I remember that photo of the green 52 Chevy with the attractive lady, Susana, leaning against the fender, with one in her pouch at the time.

I believe it was right across the Great Highway in the background where they sold the “It” ice-cream sandwich bars, that a reader mentioned on an earlier date.

2:58 PM  
Anonymous said...

When I was a kid, many moons ago, there was a place out at Muskego Beach and it was called "Dandelion Park". In my early days, it was roller coasters and bumper-cars. The had the mouse ride, a thing called the "Tornado" and the "Whirling Dervish" which was guaranteed to twist an intestine. From about 1940-1970 it was THE place to go. It was the escape from the city, escape from routine and, in my early teen years, escape from reality. Take a gal there and you were a big spender. Survive the day there with her and you'd probably be betrothed.

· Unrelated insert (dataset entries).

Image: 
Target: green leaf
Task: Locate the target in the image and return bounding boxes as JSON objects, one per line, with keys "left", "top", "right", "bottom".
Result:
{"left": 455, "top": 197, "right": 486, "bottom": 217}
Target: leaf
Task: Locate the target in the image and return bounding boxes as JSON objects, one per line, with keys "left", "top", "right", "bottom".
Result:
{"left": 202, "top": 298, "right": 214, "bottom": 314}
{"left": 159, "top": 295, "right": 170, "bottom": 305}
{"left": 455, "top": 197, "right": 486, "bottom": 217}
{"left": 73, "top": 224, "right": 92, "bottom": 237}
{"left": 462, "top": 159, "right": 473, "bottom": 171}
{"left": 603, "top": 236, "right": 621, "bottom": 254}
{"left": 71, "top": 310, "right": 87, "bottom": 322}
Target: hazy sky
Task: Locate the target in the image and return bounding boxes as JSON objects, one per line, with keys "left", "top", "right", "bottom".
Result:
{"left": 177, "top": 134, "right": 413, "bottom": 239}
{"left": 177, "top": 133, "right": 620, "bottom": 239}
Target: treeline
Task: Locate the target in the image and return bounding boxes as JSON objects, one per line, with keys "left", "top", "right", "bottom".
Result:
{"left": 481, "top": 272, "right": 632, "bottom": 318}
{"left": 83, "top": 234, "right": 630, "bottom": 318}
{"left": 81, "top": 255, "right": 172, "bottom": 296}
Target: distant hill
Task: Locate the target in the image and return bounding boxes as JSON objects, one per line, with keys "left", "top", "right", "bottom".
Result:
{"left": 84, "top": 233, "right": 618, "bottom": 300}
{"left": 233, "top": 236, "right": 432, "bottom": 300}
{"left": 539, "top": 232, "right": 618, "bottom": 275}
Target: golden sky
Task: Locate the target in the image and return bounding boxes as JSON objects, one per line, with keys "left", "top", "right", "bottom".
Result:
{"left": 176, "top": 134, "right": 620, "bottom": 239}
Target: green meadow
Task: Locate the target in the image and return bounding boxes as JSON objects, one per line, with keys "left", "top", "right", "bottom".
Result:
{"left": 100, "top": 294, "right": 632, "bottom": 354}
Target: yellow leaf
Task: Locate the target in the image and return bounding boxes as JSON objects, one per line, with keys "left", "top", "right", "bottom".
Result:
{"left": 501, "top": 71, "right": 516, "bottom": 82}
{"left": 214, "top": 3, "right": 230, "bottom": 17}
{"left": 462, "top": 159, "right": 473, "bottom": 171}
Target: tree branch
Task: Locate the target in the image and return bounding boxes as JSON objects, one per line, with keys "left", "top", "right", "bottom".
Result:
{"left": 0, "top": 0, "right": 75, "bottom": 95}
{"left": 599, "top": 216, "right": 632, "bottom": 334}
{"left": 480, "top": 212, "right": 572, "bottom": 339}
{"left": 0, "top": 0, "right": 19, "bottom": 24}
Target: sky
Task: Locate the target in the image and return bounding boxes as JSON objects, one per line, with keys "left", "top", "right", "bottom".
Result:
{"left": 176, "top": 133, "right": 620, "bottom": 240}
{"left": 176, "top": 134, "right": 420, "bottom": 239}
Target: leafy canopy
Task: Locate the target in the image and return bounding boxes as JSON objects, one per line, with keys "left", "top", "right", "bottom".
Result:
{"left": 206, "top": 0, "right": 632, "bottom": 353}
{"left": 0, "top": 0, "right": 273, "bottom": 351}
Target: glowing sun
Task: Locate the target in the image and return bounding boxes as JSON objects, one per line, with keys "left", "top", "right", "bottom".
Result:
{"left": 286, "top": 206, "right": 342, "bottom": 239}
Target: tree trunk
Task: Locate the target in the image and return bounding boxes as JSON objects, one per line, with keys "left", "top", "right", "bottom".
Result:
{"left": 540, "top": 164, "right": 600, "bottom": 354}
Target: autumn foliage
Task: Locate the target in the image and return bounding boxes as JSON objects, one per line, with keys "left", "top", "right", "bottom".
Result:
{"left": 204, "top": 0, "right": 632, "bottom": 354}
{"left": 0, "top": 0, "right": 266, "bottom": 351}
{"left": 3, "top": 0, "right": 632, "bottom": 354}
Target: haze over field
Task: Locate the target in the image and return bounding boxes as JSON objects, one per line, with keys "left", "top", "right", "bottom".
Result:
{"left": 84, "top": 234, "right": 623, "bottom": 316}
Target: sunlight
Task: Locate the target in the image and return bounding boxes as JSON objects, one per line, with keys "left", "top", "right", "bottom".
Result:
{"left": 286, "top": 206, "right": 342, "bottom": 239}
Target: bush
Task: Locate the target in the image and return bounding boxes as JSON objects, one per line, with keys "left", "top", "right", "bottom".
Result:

It was no Playland on the Great Highway, but we had a beach and girls wore bikinis and us fellas felt like kings. It wasn't a nickle, but a dime was just as good.

3:58 PM  
Michele said...

Wow, what a multi-faceted piece you've got here, stringing together the closing of these smaller amusement parks (Playland, Ocean Park, etc.) for bigger and newer places like Disneyland, and Families like yours leaving for the suburbs. And, wow, you lived in a great location! What kid would want to leave?

Again, I love reading your SF memories...especially places I remember from my childhood. I didn't quite leave my heart there, but the city is embedded in my skin. Like you, I've been trying to get back home again. Maybe that's why I like to write so much about my childhood, and the good memories; it's the only way I can visit those times and places.